NEW DELHI: The government-appointed committee, which submitted its report to Finance Minister Jaswant Singh here Friday, also recommended changes in import duty rates on a range of products.

"Since 1991, our fiscal policy has substantially reduced the corporate tax rate from 51.75 percent in 1991-92 to 36.75 percent in 2002-03 and now proposed to be further reduced to 30 percent in 2003-04," said the report.

The panel, headed by Vijay Kelkar, adviser to the finance minister, also recommended the lowering of corporate tax for foreign companies to 35 percent from existing 36.75 percent.

Similarly, the maximum income tax rate, which has also been substantially reduced from 56 percent to 31.5 percent in 2002-03, is now proposed to be further reduced to 30 percent in 2003-04.

The panel has also recommended that there should only be a two-tier structure for personal income tax instead of the current three.

It said incomes between 100,000 and 400,000 should be taxed at 20 percent and those above 400,000 at 30 percent.

Setting the roadmap for simplification of indirect taxes, the panel proposed that zero, 10 and 20 percent customs duty slabs in the next two years should be modified to five, eight and 10 percent levels by 2006-07.

The three customs duty slabs will include zero percent duty for life savings drugs and 10 percent for raw materials and intermediate goods within two years, the panel said.

It urged the government to give interest subsidy of two percent for housing loans up to 500,000 to all borrowers covering about 85 percent of the total borrowers and all borrowers from low income groups.

"The task force accepts the view that the housing sector is one of the key sectors of the Indian economy in terms of providing growth and employment and it is indeed a leading sector," the report said.

"In order to protect low-income groups, we suggest an interest subsidy of two percent for housing loans up to 500,000 to all borrowers. This will help prospective homebuilders whose income is less than 100,000," it added.

For small-scale industries, it recommended cleansing of the duty structure and steps to minimise harassment and to provide that no arrests can be made without magisterial approval.

The panel also recommended complete automation and introduction of IT in customs and excise departments by January 1, 2004, in a bid to reduce transaction cost and simplify procedures.

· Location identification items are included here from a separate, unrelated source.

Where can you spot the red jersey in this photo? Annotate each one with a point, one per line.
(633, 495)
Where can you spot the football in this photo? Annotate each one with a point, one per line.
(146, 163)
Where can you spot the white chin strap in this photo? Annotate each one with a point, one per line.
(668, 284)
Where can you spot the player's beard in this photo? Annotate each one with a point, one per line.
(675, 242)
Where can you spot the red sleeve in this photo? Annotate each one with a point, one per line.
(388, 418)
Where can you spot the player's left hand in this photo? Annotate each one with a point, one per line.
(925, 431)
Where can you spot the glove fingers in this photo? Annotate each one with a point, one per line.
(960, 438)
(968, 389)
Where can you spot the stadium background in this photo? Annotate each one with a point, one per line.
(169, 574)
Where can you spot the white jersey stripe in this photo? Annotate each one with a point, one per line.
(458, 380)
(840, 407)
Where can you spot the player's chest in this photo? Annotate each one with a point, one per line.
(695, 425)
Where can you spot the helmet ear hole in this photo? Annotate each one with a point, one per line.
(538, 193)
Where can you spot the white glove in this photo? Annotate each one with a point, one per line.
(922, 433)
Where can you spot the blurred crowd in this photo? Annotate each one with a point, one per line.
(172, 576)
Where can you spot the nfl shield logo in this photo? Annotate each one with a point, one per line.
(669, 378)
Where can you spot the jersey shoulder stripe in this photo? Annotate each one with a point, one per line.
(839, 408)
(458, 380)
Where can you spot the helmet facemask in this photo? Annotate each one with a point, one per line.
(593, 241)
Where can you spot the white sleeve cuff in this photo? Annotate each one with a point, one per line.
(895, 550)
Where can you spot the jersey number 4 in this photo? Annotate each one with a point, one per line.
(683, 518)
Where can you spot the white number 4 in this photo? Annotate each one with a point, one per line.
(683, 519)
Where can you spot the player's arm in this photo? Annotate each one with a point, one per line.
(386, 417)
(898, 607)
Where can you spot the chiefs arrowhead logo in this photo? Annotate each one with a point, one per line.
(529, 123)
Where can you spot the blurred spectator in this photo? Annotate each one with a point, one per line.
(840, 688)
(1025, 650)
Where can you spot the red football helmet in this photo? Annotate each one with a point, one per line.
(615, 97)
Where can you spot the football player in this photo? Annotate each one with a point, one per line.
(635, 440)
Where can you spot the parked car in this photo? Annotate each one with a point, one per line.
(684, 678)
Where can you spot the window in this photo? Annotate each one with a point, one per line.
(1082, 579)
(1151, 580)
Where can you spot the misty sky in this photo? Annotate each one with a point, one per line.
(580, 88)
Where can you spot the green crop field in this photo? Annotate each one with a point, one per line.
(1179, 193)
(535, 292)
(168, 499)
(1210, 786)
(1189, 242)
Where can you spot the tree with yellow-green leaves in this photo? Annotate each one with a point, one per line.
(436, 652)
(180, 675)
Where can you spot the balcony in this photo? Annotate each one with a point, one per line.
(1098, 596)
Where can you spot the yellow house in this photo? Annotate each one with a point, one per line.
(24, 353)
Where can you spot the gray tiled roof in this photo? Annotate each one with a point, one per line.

Other major recommendations of the panel include removal of long-term capital gains tax on shares of listed companies, dismantling the dividend tax and doubling the tax exemption limit on personal incomes to 100,000.

"One of the important objectives of our proposals is to increase the tax revenue-to-GDP (gross domestic product) ratio through better compliance and a larger tax base," the panel said.

"As a consequence, additional resources will become available to the state, which can be used to increase expenditures for producing public goods, particularly in the areas of health, education and other social infrastructure."

The report said that the tax reforms proposals should be seen as "an integral part of the second generation of reforms," aimed to accelerate the growth rate while meeting the challenges of globalisation.